No one wants to navigate a financial crisis in the opening chapter of retirement. Setting aside ultra-conservative reserves before leaving the workforce is one of the most straightforward ways to protect against the timing risk that catches so many retirees off guard.
Sort out Healthcare and Tax Implications

Older man getting a checkup at the doctor
This is where regret most commonly bites soon-to-be retirees: underestimating what soaring healthcare costs will do to a retirement budget over time. The numbers are sobering. According to Creative Planning, the average monthly healthcare cost for a 65-year-old couple in their first year of retirement runs about $1,070, covering premiums, copays, and related out-of-pocket expenses. Zoom out to a lifetime view, and Fidelity’s 2025 Retiree Healthcare Cost Estimate puts the total figure at $345,000 for a couple, not counting dental, over-the-counter costs, or long-term care.
Long-term care is its own category of risk. Genworth’s 2025 data puts the average cost of assisted living at $72,924 per year and a nursing home at $131,583 per year. Those figures are expected to climb further by 2030. For a generation already stretched thin on savings, a multi-year care event can devastate even a well-constructed retirement plan.
There is also a timing gap worth understanding. For those who retire before claiming Social Security at full retirement age, there is a window during which healthcare costs fall almost entirely on the individual, before Medicare steps in and before Social Security income begins.
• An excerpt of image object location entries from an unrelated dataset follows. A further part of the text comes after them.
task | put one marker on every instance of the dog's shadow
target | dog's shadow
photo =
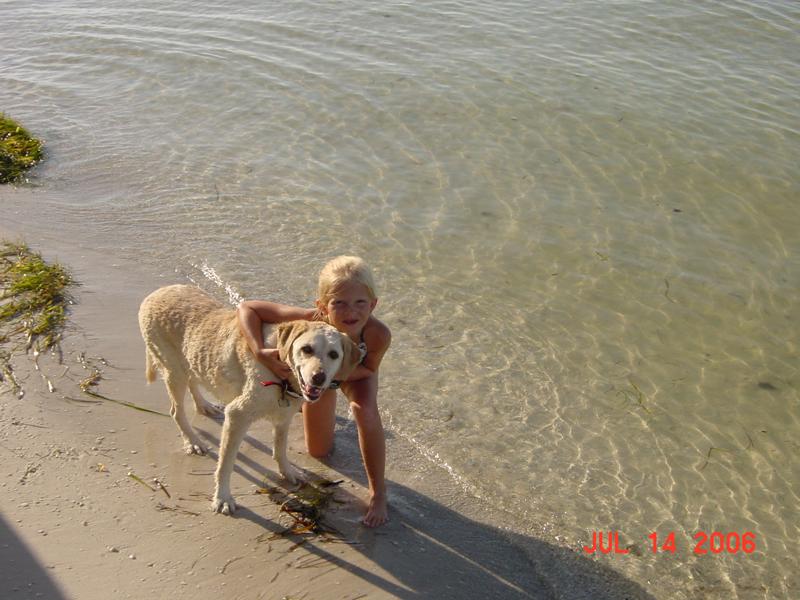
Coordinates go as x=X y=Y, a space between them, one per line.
x=431 y=550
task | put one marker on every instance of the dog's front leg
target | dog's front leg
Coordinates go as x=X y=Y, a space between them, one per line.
x=237 y=422
x=281 y=436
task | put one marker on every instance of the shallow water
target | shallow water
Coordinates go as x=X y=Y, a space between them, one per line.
x=582 y=217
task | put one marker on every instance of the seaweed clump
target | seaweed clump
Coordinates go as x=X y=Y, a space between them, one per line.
x=33 y=300
x=19 y=150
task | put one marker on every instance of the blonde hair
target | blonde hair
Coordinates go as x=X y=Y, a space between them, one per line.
x=341 y=270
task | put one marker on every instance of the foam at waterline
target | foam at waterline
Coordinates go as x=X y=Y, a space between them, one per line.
x=433 y=457
x=234 y=297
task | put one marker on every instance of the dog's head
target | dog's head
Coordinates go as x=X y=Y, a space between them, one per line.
x=317 y=354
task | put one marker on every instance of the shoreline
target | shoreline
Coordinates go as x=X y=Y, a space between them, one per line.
x=80 y=527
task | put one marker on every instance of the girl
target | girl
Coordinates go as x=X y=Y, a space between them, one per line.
x=346 y=300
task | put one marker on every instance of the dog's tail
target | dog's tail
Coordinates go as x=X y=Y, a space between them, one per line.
x=150 y=367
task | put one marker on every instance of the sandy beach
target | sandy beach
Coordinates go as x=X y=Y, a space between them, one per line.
x=76 y=524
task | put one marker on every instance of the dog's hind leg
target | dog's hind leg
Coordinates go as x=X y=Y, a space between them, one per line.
x=176 y=386
x=203 y=406
x=237 y=422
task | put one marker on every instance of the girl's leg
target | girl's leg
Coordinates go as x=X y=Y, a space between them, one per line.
x=363 y=396
x=319 y=420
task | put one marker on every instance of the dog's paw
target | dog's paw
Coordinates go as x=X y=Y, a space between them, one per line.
x=212 y=411
x=223 y=505
x=291 y=474
x=194 y=448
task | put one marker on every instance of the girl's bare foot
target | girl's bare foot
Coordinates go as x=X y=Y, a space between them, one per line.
x=377 y=512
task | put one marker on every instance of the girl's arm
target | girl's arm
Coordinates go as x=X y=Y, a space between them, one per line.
x=253 y=314
x=378 y=337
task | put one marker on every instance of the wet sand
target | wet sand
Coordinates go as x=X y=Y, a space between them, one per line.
x=74 y=524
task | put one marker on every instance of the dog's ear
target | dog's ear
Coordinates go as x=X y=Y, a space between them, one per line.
x=287 y=334
x=350 y=360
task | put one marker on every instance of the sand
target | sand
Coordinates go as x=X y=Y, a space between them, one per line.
x=74 y=524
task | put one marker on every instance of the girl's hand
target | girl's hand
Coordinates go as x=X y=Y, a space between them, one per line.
x=270 y=358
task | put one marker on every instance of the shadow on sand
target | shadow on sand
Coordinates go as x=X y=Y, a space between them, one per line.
x=21 y=574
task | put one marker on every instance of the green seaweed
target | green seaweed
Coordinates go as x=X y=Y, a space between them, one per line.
x=33 y=296
x=19 y=150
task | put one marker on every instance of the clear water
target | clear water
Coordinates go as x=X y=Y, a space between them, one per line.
x=582 y=215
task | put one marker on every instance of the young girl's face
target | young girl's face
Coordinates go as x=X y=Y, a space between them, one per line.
x=349 y=308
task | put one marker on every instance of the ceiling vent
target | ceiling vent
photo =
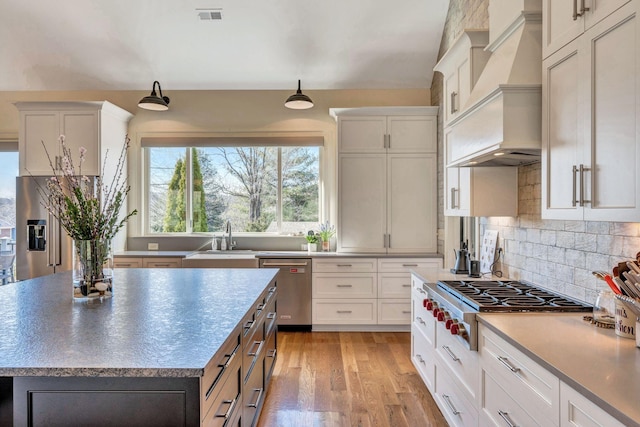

The 2026 standard Medicare Part B premium is $202.90 per month, and that covers only a portion of total healthcare exposure. Retirees who bridge that gap without a plan can find their reserves depleted faster than projected.
Incapacity planning rounds out this section. Powers of attorney, long-term care insurance riders, and health savings accounts built up during working years can all limit the financial exposure that comes with a serious health event. With healthcare inflation likely to remain a persistent pressure for retirees, planning early is far less expensive than scrambling later.
Editor’s note: This update added the Fidelity 2025 figure of $345,000 in projected lifetime healthcare costs for a 65-year-old couple and Genworth’s 2025 long-term care cost data ($72,924 annually for assisted living, $131,583 for a nursing home), replaced the original vague monthly healthcare estimate with Creative Planning’s sourced figure of $1,070 per month, and incorporated Morningstar’s December 2025 finding that the safe starting withdrawal rate for 2026 retirees is 3.9%. The article also added Fidelity and Schwab data showing the average boomer 401(k) balance stood at $267,900 at end of 2025 against a self-reported retirement target of $1.6 million.